Today, 9/11/10, I received FOUR emails/facebook messages from former classmates (you know, that improv class I’ve written about and threatened to post time and time again only to have other things on my mind take precedence?)
All four are involved in shows/standup/improv/sketch comedy tonight. All four wrote variations of “The real tragedy of 9/11 would be you missing this show.”
You know, there are tangential elements to this that are smirk inducing. By all means, make a “My Pet Goat” joke. Make a comment about laughter being the best medicine. Throw a “The terrorists win if we stay home” piece of hyperbole. I all for pointing out that our war on terror has gone awry, to put it mildly. In fact, I do nearly every day.
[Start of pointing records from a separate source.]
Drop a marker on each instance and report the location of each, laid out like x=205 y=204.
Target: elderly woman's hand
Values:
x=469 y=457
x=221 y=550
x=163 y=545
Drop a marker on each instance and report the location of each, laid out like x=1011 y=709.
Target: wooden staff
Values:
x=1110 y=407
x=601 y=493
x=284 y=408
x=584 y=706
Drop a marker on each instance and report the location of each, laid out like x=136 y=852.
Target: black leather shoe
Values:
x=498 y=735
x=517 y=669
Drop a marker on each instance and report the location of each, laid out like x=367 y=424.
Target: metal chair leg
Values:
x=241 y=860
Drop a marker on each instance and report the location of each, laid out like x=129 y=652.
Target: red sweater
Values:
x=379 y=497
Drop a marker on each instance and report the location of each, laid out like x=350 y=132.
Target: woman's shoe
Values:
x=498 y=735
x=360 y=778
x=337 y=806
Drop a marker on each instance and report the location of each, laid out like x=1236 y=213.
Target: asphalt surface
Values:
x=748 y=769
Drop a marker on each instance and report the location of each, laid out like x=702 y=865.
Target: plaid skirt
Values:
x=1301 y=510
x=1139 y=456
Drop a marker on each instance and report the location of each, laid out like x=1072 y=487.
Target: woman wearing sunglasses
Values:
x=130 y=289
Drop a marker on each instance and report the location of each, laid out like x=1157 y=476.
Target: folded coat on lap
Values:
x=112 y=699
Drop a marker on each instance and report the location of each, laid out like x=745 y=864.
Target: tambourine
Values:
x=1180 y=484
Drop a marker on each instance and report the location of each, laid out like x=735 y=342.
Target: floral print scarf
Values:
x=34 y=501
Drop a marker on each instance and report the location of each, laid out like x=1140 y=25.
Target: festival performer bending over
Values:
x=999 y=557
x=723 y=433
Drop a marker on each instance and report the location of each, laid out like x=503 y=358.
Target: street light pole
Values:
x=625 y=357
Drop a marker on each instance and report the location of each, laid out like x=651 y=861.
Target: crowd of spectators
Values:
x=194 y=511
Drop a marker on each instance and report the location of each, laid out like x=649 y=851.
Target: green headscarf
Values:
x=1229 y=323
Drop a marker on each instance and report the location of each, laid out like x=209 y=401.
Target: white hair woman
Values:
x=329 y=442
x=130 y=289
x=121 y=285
But telling me the real tragedy of 9/11 is that I won’t suffer through mediocre, hackneyed scenes and bits?
I remember the anguish of that day. If you don’t, I have a few documentaries to recommend. I have a few colleagues who had a hellish day nine years ago in New York. I certainly have a couple of gravesites you can visit. I have, etched in my creative memory, the taste of the cloud, the sounds of screams, the agony of deciding to burn to death or jump to death. The pain of making one last call to say “I love you.” The pain of never getting that call. The panic, the fear, the anger.
I also know that you have the absolute right to make these jokes. I have to believe they are out of ignorance and silliness.
I have the absolute right to save my 10 bucks.